Brazilian company Embraer has also claimed the Asia-Pacific region. Embraer’s Eve Urban Air Mobility subsidiary has entered into an agreement with helicopter reservation platform Ascent to deliver 100 eVTOLs by 2026 to operate in Bangkok, Manila, Singapore, Tokyo and Melbourne, Australia.
5. Automakers want a piece of eVTOL
As well in 2021, Honda and one of Detroit’s Big Three, Stellantis (formerly Fiat Chrysler Automobiles), have gotten into the eVTOL game.
In addition to nearly a century of vehicle production and project management know-how, the involvement of these historic builders provides a powerful vote of confidence for an untested 21st century transportation idea.
Stellantis, the parent company of Chrysler, Dodge, Jeep and Ram, provides Archer with cockpit design elements and advanced composite material capabilities.
Honda is developing its new aircraft as part of a “mobility ecosystem,” which would include ground transportation, air transportation and a reservation service system.
Car manufacturers in aviation? It’s somewhat reminiscent of an auto entrepreneur in the 1920s who decided to get involved in the nascent aviation industry. You may have heard of him. Henry Ford ended up producing a small airliner called the Ford 5-AT Tri-Engine, which has played a major role in the widespread acceptance of air transport.
By 2022, the eVTOL industry shows no signs of slowing down.
Archer, Joby, Lilium and others are expected to continue developing prototypes, moving closer to type certification of their planes with aviation regulators. Lilium plans to carry out flight tests in Spain with the aim of obtaining EASA type certification in 2022.

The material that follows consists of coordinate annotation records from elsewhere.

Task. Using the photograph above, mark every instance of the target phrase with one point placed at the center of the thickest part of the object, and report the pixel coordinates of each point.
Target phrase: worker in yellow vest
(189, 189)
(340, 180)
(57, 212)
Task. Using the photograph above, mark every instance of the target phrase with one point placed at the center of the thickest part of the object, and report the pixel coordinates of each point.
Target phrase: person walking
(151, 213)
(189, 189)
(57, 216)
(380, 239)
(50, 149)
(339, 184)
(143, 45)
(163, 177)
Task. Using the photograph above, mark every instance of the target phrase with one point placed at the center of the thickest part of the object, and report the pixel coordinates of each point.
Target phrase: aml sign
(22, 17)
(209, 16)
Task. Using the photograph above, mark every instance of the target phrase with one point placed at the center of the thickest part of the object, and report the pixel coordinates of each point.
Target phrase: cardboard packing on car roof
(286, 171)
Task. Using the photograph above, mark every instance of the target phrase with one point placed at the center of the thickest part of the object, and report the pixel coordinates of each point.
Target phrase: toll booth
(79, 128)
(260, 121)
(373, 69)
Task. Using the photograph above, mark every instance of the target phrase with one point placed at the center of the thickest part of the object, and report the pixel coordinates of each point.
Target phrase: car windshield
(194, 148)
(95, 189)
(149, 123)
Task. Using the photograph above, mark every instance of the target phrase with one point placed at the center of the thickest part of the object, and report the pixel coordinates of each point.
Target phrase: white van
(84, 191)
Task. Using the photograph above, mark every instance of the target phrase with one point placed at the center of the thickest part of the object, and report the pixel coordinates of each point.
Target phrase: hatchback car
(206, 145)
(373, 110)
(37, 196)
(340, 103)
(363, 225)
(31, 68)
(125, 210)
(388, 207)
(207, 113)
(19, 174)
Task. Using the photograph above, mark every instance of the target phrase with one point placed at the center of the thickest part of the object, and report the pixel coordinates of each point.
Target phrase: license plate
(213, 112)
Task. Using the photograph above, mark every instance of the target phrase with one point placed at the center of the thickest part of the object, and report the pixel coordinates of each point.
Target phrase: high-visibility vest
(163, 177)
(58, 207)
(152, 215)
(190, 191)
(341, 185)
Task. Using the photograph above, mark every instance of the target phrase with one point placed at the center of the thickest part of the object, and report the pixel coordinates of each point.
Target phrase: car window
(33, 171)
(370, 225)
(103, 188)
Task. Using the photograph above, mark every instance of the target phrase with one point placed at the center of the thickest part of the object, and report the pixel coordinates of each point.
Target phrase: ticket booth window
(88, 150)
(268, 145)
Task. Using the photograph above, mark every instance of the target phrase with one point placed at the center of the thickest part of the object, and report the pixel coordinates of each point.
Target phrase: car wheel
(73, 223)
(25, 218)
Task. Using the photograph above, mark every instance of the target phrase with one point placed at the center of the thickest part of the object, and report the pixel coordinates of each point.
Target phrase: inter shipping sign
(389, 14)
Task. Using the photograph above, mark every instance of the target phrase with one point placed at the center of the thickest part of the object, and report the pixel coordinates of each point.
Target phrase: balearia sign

Joby says he’s on track to earn his FAA Part 135 certificate in 2022, which would allow the company to operate as a limited liability airline. It intends to operate traditional, existing and certified aircraft until its eVTOL achieves type certification, expected in 2023.
Swedish company Jetson Aerospace set to deploy ultralight, home-made eVTOL Jetson ONE in 2022
Also expected in 2022: the first flight of Vertical Aerospace’s eVTOL prototype.
For the eVTOL industry as a whole, the coming year promises to bring many hurdles, including the development of complex technologies, compliance with regulatory requirements and investor satisfaction.